The following originally appeared on The Upshot (copyright 2016, The New York Times Company).
There is no question that the Tuskegee study is one of the most horrific examples of unethical research in recent history. For 40 years, ending in 1972, members of the United States Public Health Service followed African-American men infected with syphilis and didn’t treat them (although they told some men they did) so that they could see the disease take its course.
There’s also no question that this experiment shook the foundations of trust between Americans, especially black Americans, and the medical establishment. A new paper argues that this wound was so severe that it led older African-American men to avoid care, leading to a decrease in life expectancy of 1.4 years, accounting for about a third of the discrepancy in life expectancy between black and white men by 1980.
While few question that there are racial disparities in life expectancy or health care, and no one questions the utter lapse in ethics of the Tuskegee experiment, we should still be wary in connecting the two without a clear causal link. To do so compounds mistrust in the health care system.
The recent study, published by the National Bureau of Economic Research as a working paper (meaning it has not yet undergone full peer review), combined data on mistrust of doctors from the General Social Survey, health care utilization from the National Health Interview Survey and mortality data from the Centers for Disease Control and Prevention. They then used sophisticated statistical techniques to test for how these three variables might be related.
The researchers found that after 1972, when much of the truth behind Tuskegee was revealed, mistrust among African-Americans toward the medical profession spiked. They found that use of the health care system fell, and that mortality increased years later.

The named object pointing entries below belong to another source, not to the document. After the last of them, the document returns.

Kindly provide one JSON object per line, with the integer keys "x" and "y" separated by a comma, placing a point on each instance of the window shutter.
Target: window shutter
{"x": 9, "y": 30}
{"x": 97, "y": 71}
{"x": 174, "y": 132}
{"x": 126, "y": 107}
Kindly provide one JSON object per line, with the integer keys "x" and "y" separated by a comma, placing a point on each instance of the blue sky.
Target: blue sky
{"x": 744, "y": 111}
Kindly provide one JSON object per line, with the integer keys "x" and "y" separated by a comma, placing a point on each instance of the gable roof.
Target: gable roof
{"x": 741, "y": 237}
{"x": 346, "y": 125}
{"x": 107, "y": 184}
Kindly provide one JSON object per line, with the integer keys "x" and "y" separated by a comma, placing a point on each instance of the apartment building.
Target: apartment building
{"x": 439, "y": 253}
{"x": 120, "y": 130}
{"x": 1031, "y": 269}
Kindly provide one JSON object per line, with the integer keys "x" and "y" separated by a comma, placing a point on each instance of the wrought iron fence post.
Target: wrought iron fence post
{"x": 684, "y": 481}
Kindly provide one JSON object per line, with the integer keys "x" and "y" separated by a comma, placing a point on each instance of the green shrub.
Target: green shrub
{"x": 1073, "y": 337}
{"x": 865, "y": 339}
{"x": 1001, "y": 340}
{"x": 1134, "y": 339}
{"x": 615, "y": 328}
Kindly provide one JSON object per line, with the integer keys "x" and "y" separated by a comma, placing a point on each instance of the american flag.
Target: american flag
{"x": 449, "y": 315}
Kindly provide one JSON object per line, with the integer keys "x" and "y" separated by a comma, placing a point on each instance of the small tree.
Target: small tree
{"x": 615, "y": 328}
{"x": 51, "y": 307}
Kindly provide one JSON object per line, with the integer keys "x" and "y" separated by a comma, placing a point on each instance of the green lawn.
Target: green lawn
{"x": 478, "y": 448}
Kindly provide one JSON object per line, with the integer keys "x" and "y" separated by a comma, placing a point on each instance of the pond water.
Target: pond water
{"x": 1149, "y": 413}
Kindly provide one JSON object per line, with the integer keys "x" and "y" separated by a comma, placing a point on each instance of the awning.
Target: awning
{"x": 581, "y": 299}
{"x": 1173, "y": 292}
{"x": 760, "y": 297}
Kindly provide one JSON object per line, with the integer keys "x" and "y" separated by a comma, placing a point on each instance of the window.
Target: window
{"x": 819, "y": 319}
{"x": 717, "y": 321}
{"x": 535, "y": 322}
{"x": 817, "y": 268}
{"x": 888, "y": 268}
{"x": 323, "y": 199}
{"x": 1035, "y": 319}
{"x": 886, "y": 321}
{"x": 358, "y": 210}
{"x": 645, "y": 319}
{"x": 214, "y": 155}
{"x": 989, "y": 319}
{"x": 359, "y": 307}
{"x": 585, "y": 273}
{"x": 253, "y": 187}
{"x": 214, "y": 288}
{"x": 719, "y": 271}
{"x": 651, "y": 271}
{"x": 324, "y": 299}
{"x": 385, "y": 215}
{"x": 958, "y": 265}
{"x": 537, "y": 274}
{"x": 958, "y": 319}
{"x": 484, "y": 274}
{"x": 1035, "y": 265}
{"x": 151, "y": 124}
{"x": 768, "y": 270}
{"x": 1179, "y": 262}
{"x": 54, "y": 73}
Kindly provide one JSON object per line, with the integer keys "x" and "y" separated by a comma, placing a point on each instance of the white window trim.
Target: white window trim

They hypothesized that each factor led to the next: The news caused African-Americans to doubt the health care profession was interested in their well-being, they stopped going to the doctor, and this led to earlier deaths. They even showed that the closer you lived to Macon County, Ala., where the study took place, the greater the effect.
This is an impressive paper. Although establishing causality in a study like this is nearly impossible, the authors anticipated many potential critiques. They did tests to account for migration. They looked at other measures of mortality. They even performed the geographic analysis from all 50 states to show that centering it on Macon County yielded different results than in most other places.
Still, I think there are limitations that argue against making a causal leap. The biggest is that this effect was seen in black men, but not in black women. The authors posit that this might be because women are forced to engage in the health care system (during childbirth) in ways that men are not, and that this led to a greater level of trust. But this dynamic isn’t assured. You can have a baby and still mistrust the health care system enough to avoid screening later in life. I find it hard to believe that black men and women didn’t share their fears and mistrust of the system with each other.
A second concern involves geography. The analysis looked at the distance from Macon County to show that those closer had fewer doctor and hospital visits and greater mortality than those outside the circle. If you look at themap they provide, a circle around that point almost perfectly encapsulates the Deep South. Disparities in care might have arisen in that region for any number of reasons, and blame can’t be assigned entirely to the Tuskegee study.
A third concern involves the arrow of causality. The authors argue that their evidence supports a theory explaining that mistrust causes less use of doctors, which causes higher mortality. Given what we know of disparities in care in the United States, it still seems possible that the medical system itself could have been throwing up barriers. It’s easy to believe that black men had a harder time getting care than white men, or they might have been subtly turned away or dismissed, which also would lead to less use and perhaps higher mortality.
Let me be clear about a few things. There is no reason to believe that the differences in use or outcomes aren’t real. They’re both terrible, and they both need fixing. I also don’t believe the statistics are flawed, or that the researchers made any mistakes in their methods. My concerns are in the interpretations of their findings.
This matters, because it implies that the faults of trustworthiness in our health care system can be linked in large part to a certain event, one that occurred decades ago. In response to this concern, the authors wrote to me: “There is nothing in our current study that suggests we are assigning full blame to a single event. In our abstract, we highlight that our estimates imply the disclosure can explain about 35 percent of the 1980 life expectancy gap between older black and white men.”
Still, some think this leap remains a stretch. I spoke to Susan M. Reverby, a professor of women’s and gender studies at Wellesley College, and one of the foremost experts on the Tuskegee study. “I think that this study makes it look like the reason for mistrust happened a long time ago,” she said. “But in cases like this, the use of the term ‘Tuskegee’ is often raised as a metaphor for structural racism. That is what is at issue, not the Tuskegee study itself.”
Alice Dreger, a historian of medicine and science, said in an email to me: “African-Americans who distrust the health care system see plenty of reasons all around them to do so. They don’t have to look back 40 years.”
Mistrust in the health care system has multiple factors. It can come from huge lapses in ethics, like the Tuskegee study, but it can also come from the daily ways in which the system treats some people differently than others. It can even come from small missteps in the interpretation of results. The causes of the disparities we see are systemic, and would probably exist even without Tuskegee.
We should be careful about assigning blame to a single incident in the past, ignoring the many other issues that existed then, and still exist today.